I have met a few people I like because they are intelligent, funny, kind people who I enjoy talking to or spending time with, and I hope to develop friendships with them while I am here--maybe even the kind that will continue after I leave. That's good enough for me because I'm not an extrovert. Even though I like meeting new people and such, I don't really need lots of friends, just a few who are up for good times (well, my idea of good times, which only coincidentally and occasionally involves alcohol, and not the standard "cool" definition that tends to almost revolve around the almighty poison) and like to laugh about random things. This place would likely be hell for your typical American extrovert--especially someone who was "popular" back home.
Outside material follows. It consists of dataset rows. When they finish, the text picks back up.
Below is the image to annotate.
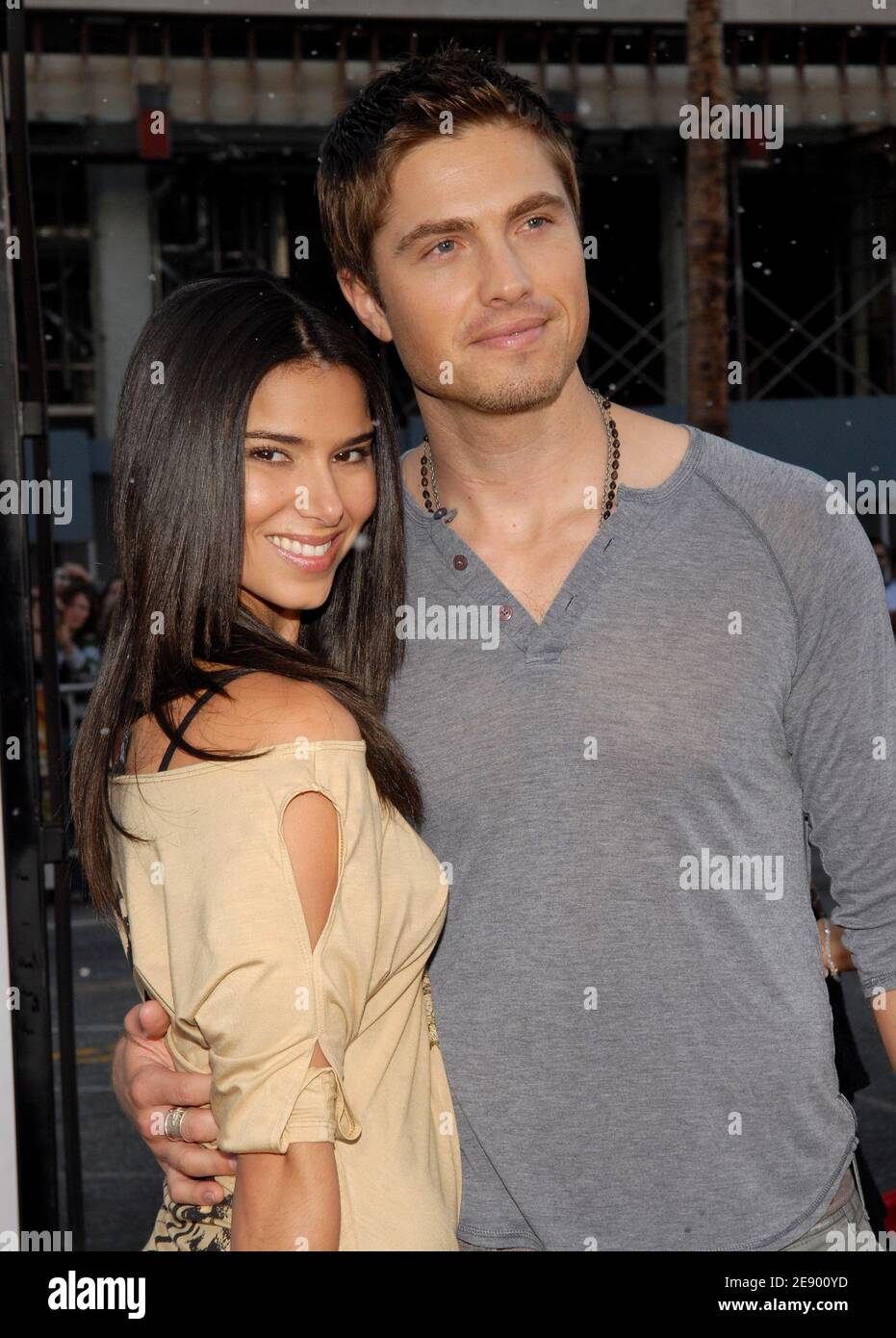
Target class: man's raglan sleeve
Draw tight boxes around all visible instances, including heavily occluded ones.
[783,480,896,998]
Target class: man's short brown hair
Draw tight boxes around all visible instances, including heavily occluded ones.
[316,44,581,305]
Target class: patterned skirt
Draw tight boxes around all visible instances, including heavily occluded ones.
[143,1186,233,1251]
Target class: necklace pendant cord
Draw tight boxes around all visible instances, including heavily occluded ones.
[420,387,619,523]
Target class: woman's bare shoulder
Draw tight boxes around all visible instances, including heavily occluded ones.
[222,673,363,745]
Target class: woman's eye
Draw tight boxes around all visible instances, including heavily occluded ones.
[333,446,373,464]
[248,446,289,464]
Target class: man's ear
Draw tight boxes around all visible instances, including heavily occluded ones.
[336,269,392,344]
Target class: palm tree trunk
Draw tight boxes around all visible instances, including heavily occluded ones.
[684,0,729,436]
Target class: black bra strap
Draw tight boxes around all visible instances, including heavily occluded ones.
[159,669,253,771]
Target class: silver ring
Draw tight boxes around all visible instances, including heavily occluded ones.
[164,1105,188,1143]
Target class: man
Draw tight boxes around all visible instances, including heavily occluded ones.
[872,539,896,631]
[116,51,896,1251]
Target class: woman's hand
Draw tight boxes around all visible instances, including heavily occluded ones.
[113,999,237,1204]
[816,916,856,975]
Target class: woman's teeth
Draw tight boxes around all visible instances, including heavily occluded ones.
[268,534,334,558]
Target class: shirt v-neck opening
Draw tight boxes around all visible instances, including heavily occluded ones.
[404,423,703,662]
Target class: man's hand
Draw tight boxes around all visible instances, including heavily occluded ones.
[113,999,237,1203]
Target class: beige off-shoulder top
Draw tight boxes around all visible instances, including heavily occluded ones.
[111,740,461,1251]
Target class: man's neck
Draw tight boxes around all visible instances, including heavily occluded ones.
[404,374,687,543]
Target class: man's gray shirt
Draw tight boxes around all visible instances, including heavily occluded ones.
[387,428,896,1249]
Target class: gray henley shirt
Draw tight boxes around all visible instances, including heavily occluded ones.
[387,426,896,1251]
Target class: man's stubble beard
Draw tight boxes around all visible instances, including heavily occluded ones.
[411,364,576,415]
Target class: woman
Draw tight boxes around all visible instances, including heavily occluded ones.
[73,273,460,1249]
[56,580,102,682]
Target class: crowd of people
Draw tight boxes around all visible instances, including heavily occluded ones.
[31,562,121,682]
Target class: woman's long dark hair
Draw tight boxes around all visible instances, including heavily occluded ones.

And yet, ironically, living in Korea is forcing me to get out of my inner bubble and seek out the bit of social solace that I might enjoy. Back home, I would never have gone to a bar alone, or invited a few people I barely knew to travel with me somewhere I'd never been before, or signed up for martial arts lessons from a teacher whose language I didn't speak. I would usually wait someone else to go with or to express interest in hanging out with me first.

I kind of like the bolder parts of me I'm discovering...


  1. at least you're not a gyopo who can't even speak the language; the pity stares they give you are the worst...

    btw, i love your blog. I found it through jane's and it's one of the few that i enjoy reading. maybe it has something to do with the really clean layout and straightforward yet thoughtful posts. it kind of gives newbies like me a good understanding of what is to be expected once you arrive at korea. i really like how you put a positive spin into your posts as well..alright enough from me, take care and good luck teaching!

  2. Jo,

    I don't know what it must be like to look Korean, but still be American and not know the language... I'll look forward to reading your insights into that experience when you get here!

    Thanks so much for reading my blog--I'm very glad you find it helpful. If I checked your blog right, you're heading here to the 'gu? Safe journey! I'll check your blog now and then to hear about your progress.